Main error types are:
- `IncorrectDTypeError` - Wrong data type. **\***
- `IncorrectAxNumberError` - Wrong number of axes 
- `IncorrectAxSizesError` - Ax or axes have wrong size(s)
- `InvalidArrayValuesError` - Validator applied to the whole array failed. **\***
- `InvalidFieldValuesError` - Validator applied field(s) failed. **\***

**\*** These errors have special variants that ensure proper type hints.

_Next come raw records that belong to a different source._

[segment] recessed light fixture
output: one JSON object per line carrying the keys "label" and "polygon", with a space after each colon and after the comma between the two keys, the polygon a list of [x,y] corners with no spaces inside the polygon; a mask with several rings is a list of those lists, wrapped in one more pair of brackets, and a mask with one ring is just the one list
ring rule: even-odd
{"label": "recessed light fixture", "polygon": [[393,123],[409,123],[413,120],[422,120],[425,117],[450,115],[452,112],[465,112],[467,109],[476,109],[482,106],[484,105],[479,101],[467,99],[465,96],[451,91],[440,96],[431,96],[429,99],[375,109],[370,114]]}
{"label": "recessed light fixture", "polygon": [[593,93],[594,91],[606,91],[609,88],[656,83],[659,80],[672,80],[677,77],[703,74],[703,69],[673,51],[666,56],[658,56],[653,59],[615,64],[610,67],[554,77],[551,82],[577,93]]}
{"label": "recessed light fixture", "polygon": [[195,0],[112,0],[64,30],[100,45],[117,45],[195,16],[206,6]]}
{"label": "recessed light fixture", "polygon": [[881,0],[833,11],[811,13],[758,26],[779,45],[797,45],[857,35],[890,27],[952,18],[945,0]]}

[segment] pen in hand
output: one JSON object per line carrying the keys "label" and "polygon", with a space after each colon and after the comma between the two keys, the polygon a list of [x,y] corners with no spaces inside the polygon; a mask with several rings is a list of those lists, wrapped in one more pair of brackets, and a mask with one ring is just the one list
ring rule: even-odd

See [Generic Errors](#generic-errors).

Error list is a special list type that in addition to integer index and slice can be filtered by error type(s).
```python
try:
    ...
except ValidationException as exc:
    err = exc.errs[0]

    sliced_errs = exc.errs[:2]
    
    dtype_errs = exc.errs[NumpyIncorrectDTypeError]

    axis_errs = exc.errs[(IncorrectAxSizesError, IncorrectAxNumberError)]
```

## Special exceptions and errors
There are two special subclasses of `ValidationException` with associated validation errors raised during [instantiation](#creating-a-validated-array-instance):
- `CreateArrayException` -> `CannotCreateArrayError` - Array cannot be created from supplied object.
- `CoerceDTypeException` -> `CannotCoerceDTypeError` - If array data type cannot be coerced when creating array with `ValidatedArray(coerce_dtype=True)`


## Generic Errors
These error types have subclasses ensuring proper type hints:
- `IncorrectDTypeError` -> `NumpyIncorrectDTypeError`
- `CannotCoerceDTypeError` -> `NumpyCannotCoerceDTypeError`
- `InvalidArrayValuesError` -> `NumpyInvalidArrayValuesError`
- `InvalidFieldValuesError` -> `NumpyInvalidFieldValuesError`


# Caveats
- I cannot guarantee that the test suite is foolproof ATM as I'm currently the only one testing this library.
- Library has so far only been tested with `python==3.12` and `numpy==2.4.0`
- Library isn't tested for performance, use in production only if the primary bottleneck is brain and not hardware.